A crise política, agravada por uma crise
econômica real e pelo terrorismo econômico do empresariado ameaçado pelas
investigações apoiadas por Dilma, que lhes tirou a "imunidade"
histórica, chegou ao seu ponto máximo, ao paroxismo. A onda conservadora
latino-americana (e norte-americana) que avança contra todos os governos
populares da última década empurra ainda mais o governo Dilma para a defensiva
na guerra de vida e de morte.
Nos
últimos dias, os combates se aguçaram, Dilma tenta as últimas táticas, chamou
Ciro Gomes, mais ativo e agressivo que seus ministros, para se aconselhar e
partiu para o ataque contra a tropa de choque de Eduardo Cunha e seu chefe no
PMDB, Temer. Não vai ser fácil, a imprensa cuida para não deixar de enfocar as
denúncias em Lula e pedir que a classe média participe nas ruas. Mas a
população parece enojada também com os métodos dos representantes do bloco
hegemônico dos "de dentro", que se tornaram públicos demais. A guerra
não é moral, mas política. Só que a classe média está perplexa com o que tem
descoberto. Pode estar dividida politicamente por isso.

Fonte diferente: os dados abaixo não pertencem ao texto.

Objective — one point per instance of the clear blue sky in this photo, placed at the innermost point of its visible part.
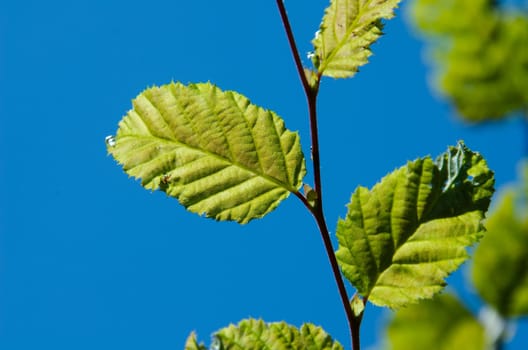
(90, 260)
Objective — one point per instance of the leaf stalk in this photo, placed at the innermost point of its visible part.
(311, 91)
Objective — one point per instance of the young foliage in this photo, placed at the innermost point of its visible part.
(228, 159)
(400, 240)
(192, 343)
(256, 334)
(343, 41)
(500, 266)
(217, 153)
(481, 56)
(442, 323)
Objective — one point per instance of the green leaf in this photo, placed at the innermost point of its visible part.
(480, 53)
(192, 343)
(214, 151)
(256, 334)
(343, 41)
(439, 324)
(402, 238)
(500, 265)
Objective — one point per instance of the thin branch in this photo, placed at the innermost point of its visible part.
(317, 209)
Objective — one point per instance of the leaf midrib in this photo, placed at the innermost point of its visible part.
(216, 156)
(342, 43)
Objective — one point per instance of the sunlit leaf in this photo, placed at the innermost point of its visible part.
(256, 334)
(480, 54)
(217, 153)
(402, 238)
(439, 324)
(192, 343)
(500, 265)
(343, 41)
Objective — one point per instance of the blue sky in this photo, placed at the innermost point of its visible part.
(90, 260)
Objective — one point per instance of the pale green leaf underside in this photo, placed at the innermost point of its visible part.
(500, 265)
(214, 151)
(402, 238)
(257, 334)
(349, 27)
(439, 324)
(192, 343)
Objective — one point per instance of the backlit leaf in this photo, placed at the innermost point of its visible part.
(439, 324)
(500, 265)
(402, 238)
(217, 153)
(343, 41)
(192, 343)
(256, 334)
(480, 53)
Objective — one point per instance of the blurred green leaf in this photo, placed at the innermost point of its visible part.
(343, 41)
(217, 153)
(500, 266)
(256, 334)
(192, 343)
(480, 52)
(402, 238)
(442, 323)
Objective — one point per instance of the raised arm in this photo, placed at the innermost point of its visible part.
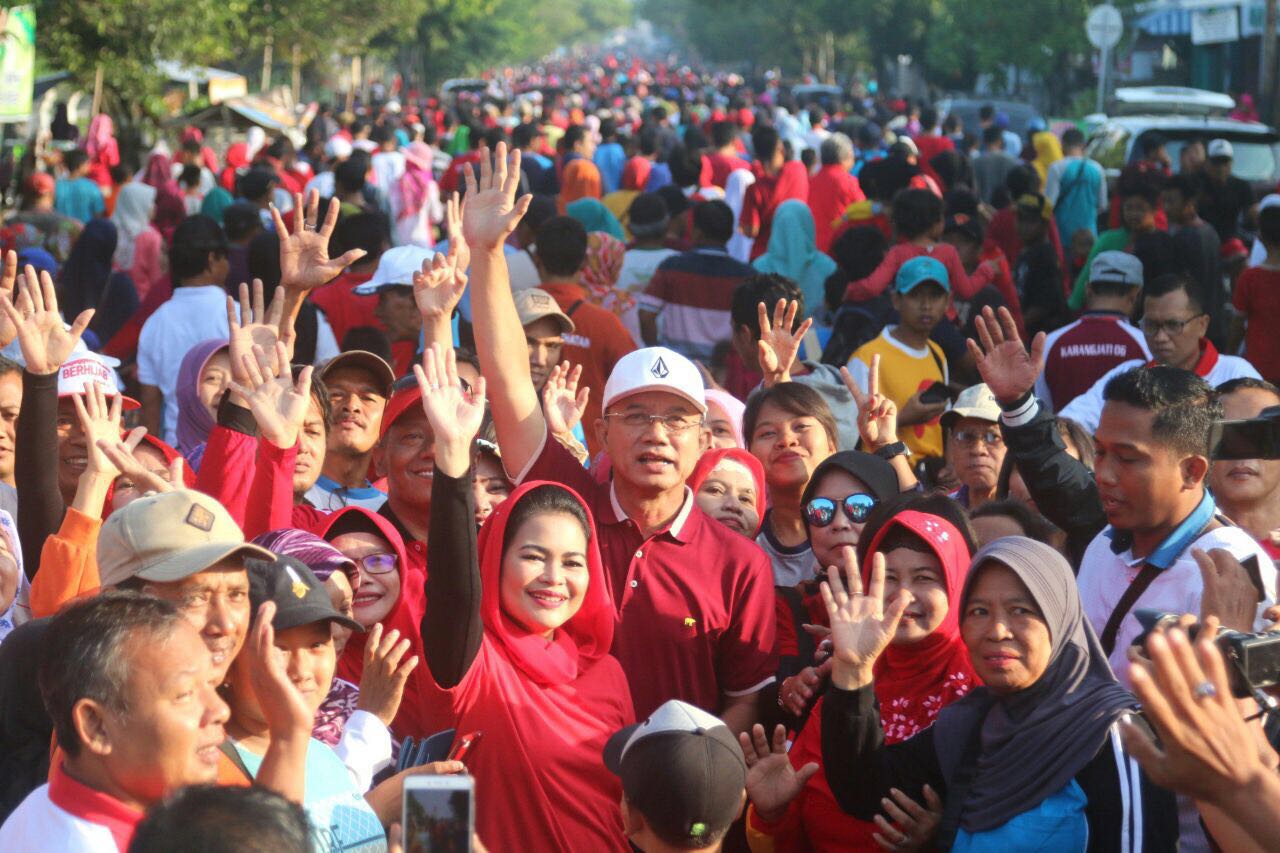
(492, 213)
(451, 625)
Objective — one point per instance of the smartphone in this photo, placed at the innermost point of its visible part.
(936, 393)
(439, 813)
(462, 746)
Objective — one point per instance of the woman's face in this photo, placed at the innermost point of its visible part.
(842, 530)
(721, 425)
(1005, 632)
(789, 447)
(728, 495)
(490, 486)
(544, 573)
(214, 379)
(378, 591)
(922, 575)
(338, 587)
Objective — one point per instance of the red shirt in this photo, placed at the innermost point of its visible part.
(1257, 295)
(695, 601)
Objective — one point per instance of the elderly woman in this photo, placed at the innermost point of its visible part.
(1029, 761)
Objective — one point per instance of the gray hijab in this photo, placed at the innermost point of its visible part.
(1032, 743)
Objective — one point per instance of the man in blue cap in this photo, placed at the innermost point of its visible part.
(909, 361)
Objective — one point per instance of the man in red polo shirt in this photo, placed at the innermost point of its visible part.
(695, 601)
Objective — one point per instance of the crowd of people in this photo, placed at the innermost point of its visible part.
(727, 473)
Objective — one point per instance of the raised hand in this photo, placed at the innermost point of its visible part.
(772, 783)
(862, 626)
(279, 404)
(913, 825)
(492, 210)
(46, 343)
(778, 345)
(305, 263)
(877, 414)
(1004, 363)
(382, 685)
(563, 402)
(256, 325)
(455, 415)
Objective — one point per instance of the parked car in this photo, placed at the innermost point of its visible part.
(1119, 141)
(967, 108)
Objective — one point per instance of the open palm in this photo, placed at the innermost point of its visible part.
(492, 210)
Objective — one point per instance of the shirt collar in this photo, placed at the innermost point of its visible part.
(1175, 543)
(679, 527)
(94, 806)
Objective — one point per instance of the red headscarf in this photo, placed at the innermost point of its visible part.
(406, 616)
(583, 641)
(914, 682)
(708, 461)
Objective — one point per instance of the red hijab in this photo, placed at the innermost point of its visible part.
(914, 682)
(583, 641)
(708, 461)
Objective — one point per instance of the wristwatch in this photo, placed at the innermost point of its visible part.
(890, 451)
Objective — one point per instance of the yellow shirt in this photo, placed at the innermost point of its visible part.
(904, 370)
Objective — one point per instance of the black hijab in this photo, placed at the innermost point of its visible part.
(1033, 742)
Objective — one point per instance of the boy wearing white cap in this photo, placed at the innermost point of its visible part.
(695, 601)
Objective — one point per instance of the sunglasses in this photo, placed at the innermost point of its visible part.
(822, 511)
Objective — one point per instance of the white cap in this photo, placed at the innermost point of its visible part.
(656, 369)
(396, 267)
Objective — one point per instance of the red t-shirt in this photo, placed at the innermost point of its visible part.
(1257, 295)
(695, 601)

O golpe, se consumado, virá por cima
partindo em bloco dos "de
dentro" da oligarquia neoliberal, incluída aí a mídia conservadora.Foi
como aconteceu no Paraguai, ainda que mais sorrateiramente e nas suas
proporções. Nossa oligarquia tem vergonha de seguir o "modelo" do
Paraguai -- que dominam, estão imitando e,ao mesmo tempo, desprezam.
Só não somos parecidos com o Paraguai por
termos um movimento social, sindicatos, militâncias e lideranças no Nordeste suficientemente fortes
e grandes para reagir a um golpe...paraguaio. Quem viver, verá.